The graph stored during the computation is a directed multigraph. Each edge and vertex can have one or more assigned properties that may be later used in the computation. The following example should give more context about similarities with RDD-based processing:

"simple relationship-based code" should "show basic GraphX features" in {
  val sparkContext = SparkContext.getOrCreate(new SparkConf().setAppName("GraphX test").setMaster("local"))
  val parentOfRelationship = "is parent of"

  val people: RDD[(VertexId, String)] =
    sparkContext.parallelize(Seq((1L, "user1"), (2L, "user2"), (3L, "user3"), (4L, "user4"), (5L, "user5")))
  val relationships: RDD[Edge[String]] =
    sparkContext.parallelize(Seq(Edge(1L, 2L, parentOfRelationship), Edge(1L, 3L, parentOfRelationship), Edge(2L, 3L, parentOfRelationship),
      Edge(3L, 4L, parentOfRelationship)))
  val graph = Graph(people, relationships)

  val groupedParents = graph.edges.filter(edge => edge.attr == parentOfRelationship)
      .groupBy(edge => edge.srcId).collect()

  val mappedVertices = groupedParents.map(vertexWithEdges => {
    val edges = vertexWithEdges._2
    val destinationVertices = edges.map(edge => edge.dstId)
    (vertexWithEdges._1, destinationVertices)
  }).toMap

  mappedVertices should have size 3
  mappedVertices(1) should have size 2
  mappedVertices(1) should contain allOf(2L, 3L)
  mappedVertices(2) should have size 1
  mappedVertices(2) should contain only 3L
  mappedVertices(3) should have size 1
  mappedVertices(3) should contain only 4L
}

GraphFrames alternative

Already mentioned DStream-based streaming was replaced by optimized Structured Streaming library. The same destiny seems to share GraphX - but as of this writing, it's not official. The project assumed to replace GraphX is GraphFrames and as we can easily deduce it from the name, it uses DataFrame abstraction to represents graph data.
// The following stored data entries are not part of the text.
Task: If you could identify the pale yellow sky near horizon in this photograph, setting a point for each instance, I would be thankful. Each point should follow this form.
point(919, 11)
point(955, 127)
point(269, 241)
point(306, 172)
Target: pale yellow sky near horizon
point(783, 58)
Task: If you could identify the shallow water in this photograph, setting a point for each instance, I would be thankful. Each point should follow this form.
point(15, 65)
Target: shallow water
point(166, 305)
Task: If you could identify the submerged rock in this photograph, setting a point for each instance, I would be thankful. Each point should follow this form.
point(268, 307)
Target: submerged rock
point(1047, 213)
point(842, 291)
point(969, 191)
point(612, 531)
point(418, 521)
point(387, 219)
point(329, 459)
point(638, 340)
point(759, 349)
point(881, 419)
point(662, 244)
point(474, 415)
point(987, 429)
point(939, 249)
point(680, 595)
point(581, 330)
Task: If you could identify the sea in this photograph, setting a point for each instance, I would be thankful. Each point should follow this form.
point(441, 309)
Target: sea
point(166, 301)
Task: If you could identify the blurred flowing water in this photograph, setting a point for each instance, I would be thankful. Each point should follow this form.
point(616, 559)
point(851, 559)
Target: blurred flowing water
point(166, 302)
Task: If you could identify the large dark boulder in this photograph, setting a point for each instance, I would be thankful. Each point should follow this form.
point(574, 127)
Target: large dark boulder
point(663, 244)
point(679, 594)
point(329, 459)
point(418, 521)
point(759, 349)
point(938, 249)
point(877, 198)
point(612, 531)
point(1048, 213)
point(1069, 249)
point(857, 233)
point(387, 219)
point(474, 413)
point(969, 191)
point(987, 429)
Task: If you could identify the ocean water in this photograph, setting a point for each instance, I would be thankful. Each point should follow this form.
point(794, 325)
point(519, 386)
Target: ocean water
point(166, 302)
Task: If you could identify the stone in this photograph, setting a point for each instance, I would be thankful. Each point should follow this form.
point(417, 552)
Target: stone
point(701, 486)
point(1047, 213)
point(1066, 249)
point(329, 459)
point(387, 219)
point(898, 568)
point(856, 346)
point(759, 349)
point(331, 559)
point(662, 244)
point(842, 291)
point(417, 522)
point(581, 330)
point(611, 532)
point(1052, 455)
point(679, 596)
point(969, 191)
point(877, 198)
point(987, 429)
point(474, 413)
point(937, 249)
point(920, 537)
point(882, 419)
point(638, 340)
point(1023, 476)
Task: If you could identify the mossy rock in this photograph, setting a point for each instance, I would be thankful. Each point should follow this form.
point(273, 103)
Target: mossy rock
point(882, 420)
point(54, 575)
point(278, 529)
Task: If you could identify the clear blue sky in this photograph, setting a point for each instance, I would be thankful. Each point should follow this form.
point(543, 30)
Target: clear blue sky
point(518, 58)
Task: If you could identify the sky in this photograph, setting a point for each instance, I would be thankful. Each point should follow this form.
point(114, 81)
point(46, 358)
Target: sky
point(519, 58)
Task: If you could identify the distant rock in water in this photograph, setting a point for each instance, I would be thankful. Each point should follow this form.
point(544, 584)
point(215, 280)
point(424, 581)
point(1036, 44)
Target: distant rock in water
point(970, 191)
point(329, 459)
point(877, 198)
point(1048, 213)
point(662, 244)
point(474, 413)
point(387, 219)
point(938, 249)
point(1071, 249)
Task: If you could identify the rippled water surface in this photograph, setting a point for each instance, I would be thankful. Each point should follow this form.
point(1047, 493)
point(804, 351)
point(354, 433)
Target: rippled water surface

From bird's eye view, GraphFrames is very similar to GraphX. Even the official documentation tells that “if you are familiar with GraphX, then GraphFrames will be easy to learn". Globally the operations expressed with GraphX's RDD abstraction are defined with DataFrames abstraction. However, all features of GraphX aren't implemented yet in GraphFrames and it's main the reason for keeping the project outside of the Apache Spark's core.

Just to give you a better idea of above sayings, let's rewrite the code from the previous section with GraphFrames:

"simple relationship-based code" should "be written with GraphFrames" in {
  val sparkSession = SparkSession.builder().appName("GraphFrames example").master("local").getOrCreate()
  val parentOfRelationship = "is parent of"
  import sparkSession.implicits._
  val people = Seq((1L, "user1"), (2L, "user2"), (3L, "user3"), (4L, "user4"), (5L, "user5")).toDF("id", "name")
  val relationships = Seq((1L, 2L, parentOfRelationship), (1L, 3L, parentOfRelationship), (2L, 3L, parentOfRelationship),
    (3L, 4L, parentOfRelationship)).toDF("src", "dst", "label")
  val graph = GraphFrame(people, relationships)

  val filteredGraph = graph.filterEdges(s"label = '${parentOfRelationship}'")
  val edgesGroupedBySource = filteredGraph.edges.collect().groupBy(row => row.getAs[Long]("src"))

  val mappedVertices = edgesGroupedBySource.map(vertexWithEdges => {
    val edges = vertexWithEdges._2
    val destinationVertices = edges.map(edge => edge.getAs[Long]("dst"))
    (vertexWithEdges._1, destinationVertices)
  })

  mappedVertices should have size 3
  mappedVertices(1) should have size 2
  mappedVertices(1) should contain allOf(2L, 3L)
  mappedVertices(2) should have size 1
  mappedVertices(2) should contain only 3L
  mappedVertices(3) should have size 1
  mappedVertices(3) should contain only 4L
}

This short article introduces some basic points about graph data processing in Apache Spark with GraphX library. The first part presented shortly RDD-based data abstraction and gave a small example of the code. The second section introduced GraphFrames - an alternative project that some day should be integrated to Apache Spark's core as GraphX replacement.